Selective tree removal on the Betsie Valley course took place between April and May 2021. In June, Great Lakes Golf Construction began work on holes four to nine and 12, reclaiming corridors of play, creating and renovating bunkers, sculpting sand waste areas, rebuilding and recontouring several tees, and shifting fairway landing zones.
“The goals have been to piggyback course improvements on top of the significant corridor work that were reclaimed and widened by the tree management programme,” said Harvey. “This has opened up some incredible vistas throughout the course and Crystal Mountain property, as well as towards the distant northern Michigan countryside.
“The widening of golf corridors has allowed the team to create more links-style waste areas with exposed sandy soil. Being so close to Lake Michigan, exposed sand and fescue grasses planted within these design features echo the feel of links golf.”
A wetland mitigation area to the left of holes four and five was created during a previous renovation. “The recent work saw the design team excavate and generate fill material and use it for course shaping, while constructing additional wetlands, contiguous to the existing system, planted with viable woody and herbaceous vegetation,” said Harvey. “Wildlife such as deer, black bear, turkeys, bald eagles and other raptors are seen by golfers and resort visitors on many occasions. Since the forestry management programme instituted at Crystal Mountain helps to cultivate healthy, vibrant and functioning woodland and wetland transition areas with desirable plant species, these landscape zones complement the shelter, habitat and food sources necessary for a variety of animals that call northern Michigan their home.”
“As owners, we are grateful for our partnership with A John Harvey,” said Chris MacInnes. “He not only listens carefully to our goals, including playability, revenue generation and budget, but also sees potential for the Betsie Valley course that we never imagined. Working closely with our golf course team, led by course superintendent Jason Farah and the contractor, John exposed natural features and native species that have transformed a humble track into a masterpiece.
“As a skilled and thoughtful golf course architect, A John Harvey has guided us to better honour the Betsie Valley track and improve playability. This allows us to increase rates and the number of rounds we can comfortably accommodate.
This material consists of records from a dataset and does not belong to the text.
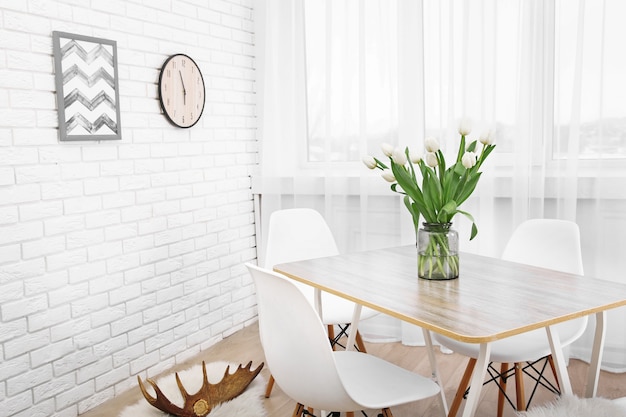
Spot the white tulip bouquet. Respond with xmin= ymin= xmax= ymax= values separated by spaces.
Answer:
xmin=363 ymin=122 xmax=496 ymax=276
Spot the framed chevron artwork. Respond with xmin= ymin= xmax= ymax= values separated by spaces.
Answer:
xmin=52 ymin=31 xmax=122 ymax=141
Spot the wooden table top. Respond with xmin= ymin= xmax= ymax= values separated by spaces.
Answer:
xmin=274 ymin=246 xmax=626 ymax=343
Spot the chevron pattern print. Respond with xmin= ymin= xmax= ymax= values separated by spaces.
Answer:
xmin=54 ymin=32 xmax=121 ymax=140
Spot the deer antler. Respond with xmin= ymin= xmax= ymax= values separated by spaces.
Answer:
xmin=137 ymin=361 xmax=264 ymax=417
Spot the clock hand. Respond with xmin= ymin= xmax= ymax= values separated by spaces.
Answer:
xmin=178 ymin=70 xmax=187 ymax=105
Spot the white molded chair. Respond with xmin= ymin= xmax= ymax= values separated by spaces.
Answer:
xmin=264 ymin=208 xmax=380 ymax=398
xmin=434 ymin=219 xmax=587 ymax=417
xmin=246 ymin=264 xmax=439 ymax=417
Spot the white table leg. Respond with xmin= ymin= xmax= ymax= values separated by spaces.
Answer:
xmin=463 ymin=343 xmax=491 ymax=417
xmin=346 ymin=303 xmax=363 ymax=350
xmin=313 ymin=288 xmax=324 ymax=320
xmin=585 ymin=311 xmax=606 ymax=398
xmin=546 ymin=326 xmax=573 ymax=395
xmin=422 ymin=328 xmax=449 ymax=416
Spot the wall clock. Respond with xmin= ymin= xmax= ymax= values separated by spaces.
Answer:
xmin=159 ymin=54 xmax=205 ymax=127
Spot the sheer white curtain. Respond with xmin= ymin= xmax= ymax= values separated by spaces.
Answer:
xmin=253 ymin=0 xmax=626 ymax=371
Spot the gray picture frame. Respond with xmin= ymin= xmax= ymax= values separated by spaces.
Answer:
xmin=52 ymin=31 xmax=122 ymax=141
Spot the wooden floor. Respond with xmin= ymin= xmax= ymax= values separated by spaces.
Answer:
xmin=83 ymin=324 xmax=626 ymax=417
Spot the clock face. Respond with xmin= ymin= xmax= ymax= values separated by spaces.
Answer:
xmin=159 ymin=54 xmax=205 ymax=127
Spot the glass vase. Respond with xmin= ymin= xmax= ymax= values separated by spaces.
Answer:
xmin=417 ymin=223 xmax=459 ymax=280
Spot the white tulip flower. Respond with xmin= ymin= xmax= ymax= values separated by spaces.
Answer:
xmin=380 ymin=142 xmax=394 ymax=156
xmin=391 ymin=148 xmax=407 ymax=165
xmin=459 ymin=119 xmax=472 ymax=136
xmin=424 ymin=152 xmax=439 ymax=168
xmin=478 ymin=130 xmax=496 ymax=146
xmin=424 ymin=137 xmax=439 ymax=152
xmin=409 ymin=151 xmax=422 ymax=164
xmin=461 ymin=152 xmax=476 ymax=169
xmin=363 ymin=155 xmax=376 ymax=169
xmin=381 ymin=169 xmax=396 ymax=182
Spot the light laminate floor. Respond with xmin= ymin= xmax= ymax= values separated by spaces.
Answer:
xmin=83 ymin=324 xmax=626 ymax=417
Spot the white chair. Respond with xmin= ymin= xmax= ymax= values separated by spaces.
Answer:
xmin=434 ymin=219 xmax=587 ymax=417
xmin=264 ymin=208 xmax=380 ymax=398
xmin=246 ymin=264 xmax=439 ymax=417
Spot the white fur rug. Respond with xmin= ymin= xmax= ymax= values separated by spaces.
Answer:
xmin=119 ymin=362 xmax=267 ymax=417
xmin=517 ymin=395 xmax=626 ymax=417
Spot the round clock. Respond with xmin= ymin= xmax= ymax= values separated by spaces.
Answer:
xmin=159 ymin=54 xmax=205 ymax=127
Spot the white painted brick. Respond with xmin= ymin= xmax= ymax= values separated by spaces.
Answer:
xmin=50 ymin=317 xmax=91 ymax=342
xmin=44 ymin=215 xmax=85 ymax=236
xmin=3 ymin=330 xmax=50 ymax=359
xmin=15 ymin=165 xmax=61 ymax=184
xmin=0 ymin=207 xmax=19 ymax=225
xmin=12 ymin=399 xmax=54 ymax=417
xmin=61 ymin=162 xmax=99 ymax=181
xmin=87 ymin=241 xmax=122 ymax=262
xmin=0 ymin=166 xmax=15 ymax=185
xmin=41 ymin=181 xmax=83 ymax=200
xmin=82 ymin=144 xmax=117 ymax=161
xmin=28 ymin=305 xmax=72 ymax=332
xmin=0 ymin=244 xmax=22 ymax=264
xmin=74 ymin=324 xmax=111 ymax=350
xmin=52 ymin=348 xmax=98 ymax=376
xmin=72 ymin=294 xmax=109 ymax=317
xmin=22 ymin=236 xmax=65 ymax=259
xmin=124 ymin=264 xmax=154 ymax=285
xmin=111 ymin=313 xmax=143 ymax=336
xmin=121 ymin=205 xmax=152 ymax=222
xmin=109 ymin=283 xmax=141 ymax=305
xmin=76 ymin=358 xmax=112 ymax=384
xmin=106 ymin=253 xmax=141 ymax=276
xmin=85 ymin=210 xmax=121 ymax=229
xmin=30 ymin=339 xmax=74 ymax=368
xmin=136 ymin=188 xmax=166 ymax=204
xmin=19 ymin=201 xmax=63 ymax=221
xmin=0 ymin=259 xmax=46 ymax=285
xmin=63 ymin=196 xmax=102 ymax=215
xmin=69 ymin=261 xmax=106 ymax=284
xmin=46 ymin=249 xmax=87 ymax=271
xmin=55 ymin=382 xmax=94 ymax=410
xmin=39 ymin=144 xmax=81 ymax=164
xmin=0 ymin=184 xmax=42 ymax=204
xmin=0 ymin=391 xmax=33 ymax=417
xmin=48 ymin=277 xmax=89 ymax=307
xmin=95 ymin=362 xmax=129 ymax=391
xmin=66 ymin=230 xmax=104 ymax=249
xmin=102 ymin=191 xmax=136 ymax=210
xmin=0 ymin=294 xmax=48 ymax=321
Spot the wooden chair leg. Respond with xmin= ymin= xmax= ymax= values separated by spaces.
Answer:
xmin=548 ymin=355 xmax=561 ymax=391
xmin=328 ymin=324 xmax=335 ymax=350
xmin=356 ymin=330 xmax=367 ymax=353
xmin=498 ymin=363 xmax=509 ymax=417
xmin=291 ymin=403 xmax=304 ymax=417
xmin=448 ymin=358 xmax=476 ymax=417
xmin=515 ymin=362 xmax=526 ymax=411
xmin=265 ymin=375 xmax=274 ymax=398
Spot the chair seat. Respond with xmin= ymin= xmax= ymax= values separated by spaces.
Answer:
xmin=434 ymin=317 xmax=587 ymax=363
xmin=307 ymin=293 xmax=380 ymax=325
xmin=334 ymin=351 xmax=439 ymax=409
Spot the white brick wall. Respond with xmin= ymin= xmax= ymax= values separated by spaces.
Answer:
xmin=0 ymin=0 xmax=257 ymax=417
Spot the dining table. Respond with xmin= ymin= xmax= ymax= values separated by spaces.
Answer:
xmin=274 ymin=245 xmax=626 ymax=417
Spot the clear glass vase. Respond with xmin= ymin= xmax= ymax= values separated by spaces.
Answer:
xmin=417 ymin=223 xmax=459 ymax=280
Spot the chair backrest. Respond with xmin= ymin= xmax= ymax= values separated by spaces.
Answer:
xmin=265 ymin=208 xmax=339 ymax=269
xmin=502 ymin=219 xmax=584 ymax=275
xmin=246 ymin=264 xmax=358 ymax=411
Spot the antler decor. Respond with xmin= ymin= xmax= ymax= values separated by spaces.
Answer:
xmin=137 ymin=361 xmax=264 ymax=417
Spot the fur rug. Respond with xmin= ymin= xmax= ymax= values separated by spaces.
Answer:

We believe this is a great example of the value of a partnership with a talented architect – preserving and enhancing our land and generating more income from golf course operations.
“Although closed most of the season to allow for turfgrass establishment, the renovations have received rave reviews from the resort’s members and guests. The land features that were enhanced by the tree removal programme have given the front nine of Betsie Valley some spectacular new views and has made shotmaking easier.”
The project has received an Environmental Excellence Award from the American Society of Golf Course Architects.